У меня все еще рабочая карточка. Сижу на бюллетени. Гипс сняли где-то в конце сентября, но рукой не владею и такая она страшная, как палочка. Кажется 3 декабря меня уволили. Каждый раз, когда я ходила за карточками (м/к перевели куда-то не помню в город), мне было ужасно стыдно, что я не работаю, но рабочую карточку получаю. И не было сил отказаться. В сентябре вначале мы ходили мы ходили на Невский в кафе-автомат. Там давали кофе и сосиски с гарниром. Но очень скоро вместо сосисок стала каша или чечевица, а потом туда уже было не попасть. Помню не поела я каши, т.к. очередь была огромная, и стала переходить на др. сторону, а там стоят два милиционера и спрашивают друг у друга, кто сколько съел порций сосисок. Оказалось один – 4, другой – 6. Потом кафе-автомат закрылось.
Перевели в комн. другого крыла. Воду сначала носили с улицы Садовой, а потом, когда Ф. замерзла, оттуда (благо недалеко!). Однажды нас позвали помочь в военкомате. Видимо в ноябре. Уже было очень холодно. Мы сшили себе на ноги из ваты и одеяла стеганые сапоги. Ходить в туфлях и ботиках было холодно. Сидим, работаем. Вдруг дверь отворилась и входит дядя Сережа (С.Э. Фриш – физик). Я не знала, куда мне деваться от стыда за свой вид. Низко опустила голову, чтобы он меня не узнал. Сейчас я понимаю, что это было глупо, а тогда готова была провалиться сквозь землю. Но он прошел рядом в комнату, не заметив меня, а тут нас отпустили домой. Вероятно, он заходил за в/б т.к. его вместе с семьей эвакуировали самолетом. Об этом я узнала позже.

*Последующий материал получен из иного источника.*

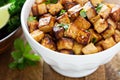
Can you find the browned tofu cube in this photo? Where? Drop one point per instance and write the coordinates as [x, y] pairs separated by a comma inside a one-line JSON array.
[[107, 43], [35, 9], [95, 37], [81, 2], [65, 43], [39, 1], [65, 51], [105, 11], [46, 23], [100, 25], [58, 31], [48, 42], [72, 31], [117, 36], [42, 8], [74, 11], [112, 23], [115, 15], [96, 2], [108, 32], [64, 19], [54, 8], [82, 23], [33, 25], [37, 35], [89, 49], [77, 48], [83, 37]]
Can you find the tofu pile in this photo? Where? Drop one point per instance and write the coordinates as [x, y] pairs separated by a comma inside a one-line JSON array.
[[61, 27]]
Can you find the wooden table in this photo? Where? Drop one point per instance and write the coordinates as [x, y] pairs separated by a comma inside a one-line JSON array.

Пока было терпимо с голодом и холодом, то мы даже занимались, собирались сдавать зачеты и экзамены, потом уже только читали художественную литературу, иногда ходили в театр и кино, а также на толкучку, где просто глазели на старинные вещи, картины и проч. Все отдавалось за бесценок: кусок хлеба, несколько cухарей, горсточка крупы. Почему-то запомнился мне только “Отелло”, хотя мы ходили в театр не один раз. К/ф тоже не помню, только бросалось в глаза как там ели-пили или показывали еду. Последний раз мы ходили на “Маскарад”. Почему-то это запомнилось. Там был длинный стол накрыт, и каких там не было яств и фруктов. Первый выход в 6 утра в булочную, потом на толчок. Дома было страшно холодно, хотя, видимо, толстые стены нас как-то спасали. Клали под себя 2 матраса и на себя 2 матраса и по очереди вели рассказы. Жило нас в комнате 10 человек. Воровства не было. В конце ноября или в начале декабря сложились по 50 г и купили времянку. Теперь мы могли погреться, попить горячего (снег топили). В начале января дали по 150г клюквы. У нас было несколько девчат – доноров. В день сдачи крови они получали буханку хлеба и что-то еще (сахар кажется или конфеты) и так им давали донорскую карточку, к двум девочкам приходили военные и приносили еды (кета, консервы). Дали масло, и начался голодный понос. В феврале прибавили хлеба. Уже можно было купить хлеб и мясо на базаре. Мясо мы опасались покупать. Кто его знает, что это за мясо?! А вот хлеб мне несколько раз продавали девочки по 50 руб. 100г. Начали поговаривать об эвакуации. В начале марта стали составлять списки. Нас уже перевели в новое кам. здание, где стены не были такими толстыми, как в старом здании и были покрыты изнутри инеем. Приобретя времянку, мы кое-как мылись по очереди возле нее, воду экономили. Можно думать какое это было купание в небольшом тазу.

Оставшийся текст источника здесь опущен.